FIA to review Korea fire truck incident
The FIA is to look into the events surrounding Mark Webber's fiery retirement from Sunday's Grand Prix, after admitting that race control had called for the fire marshall to scramble a response to the scene of the burning Red Bull at turn 3.
That resulted in a fire truck driving onto the track at turn 1 even as the cars were coming down the start/finish straight still at some speed, as the safety car had not yet had an opportunity to pick up and pace the race leaders.
The incident began when Adrian Sutil's Force India spun and collided with the side of Mark Webber's car at the hairpin. The impact burst an oil radiator, and the heat then ignited the oil and caused a blaze to rapidly engulf the side and back of Webber's car as he pulled over to the side of the track.
Race director Charlie Whiting was reportedly alarmed by the scenes he was viewing on the television and CCTV footage and by the delay in local safety workers getting to the scene to assist Webber in putting out the blaze, so he asked the fire marshall working in race control to send assistance to the track staff.
The marshall did so by scrambling a fire truck - but race control did not realise that it would be sent on the race track itself, right in front of the field of cars, and before the safety car could be deployed to control the situation.
Race leader Sebastian Vettel was the first to come across the fire truck, which he immediately realised was not the safety car that he had been expecting.
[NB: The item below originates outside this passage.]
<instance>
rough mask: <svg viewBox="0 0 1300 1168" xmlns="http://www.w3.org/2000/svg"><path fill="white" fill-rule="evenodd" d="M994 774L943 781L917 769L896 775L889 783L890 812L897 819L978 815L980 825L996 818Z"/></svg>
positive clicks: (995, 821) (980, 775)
"It was not Bernd Maylander's, so it was not the safety car," said Vettel. "I think it was a BMW or - no, sorry, it looked like a BMW. I think it was a Hyundai or Kia SUV.
"Obviously then the team said 'yellow flag'," he said. "It wasn't quite clear that it was the safety car, but then the safety car board was flashing and I lifted and obviously saw that there was another car on the track, took quite easy to make sure I got past.
"I didn't know what the incident was until I saw the smoke and so on," he added. "Obviously they said there was a crash."
"Sebastian was the first to come across it, but with the straight being so long there he thankfully had enough pre-warning to know that he was there," said Vettel's boss, Red Bull team principal Christian Horner. "But if it had been unsighted it would have been a bit more dramatic.
"Thankfully it happened on part of the track where there was plenty of time for the drivers to react," he pointed out.
Although race control did request the fire truck response, the issues over how and when it was deployed, together with why the fire on the RB9 was given so much time to take hold before marshalls arrived at the scene with extinguishers, will be looked into to ensure that any such miscommunication doesn't happen again in the future.
Whiting will now await a report from the local Yeongam race organisers on the events of Sunday's Grand Prix before conducting a full investigation to determine how procedures and protocols are tightened up in future so that there's no repeat of this week's scenes.
However there is unlikely to be any repercussions for this weekend's incident for the organisers of local track workers, especially as the appropriate flags and warning lights required by the International Sporting Code were already being shown to the drivers when the fire truck came onto the track.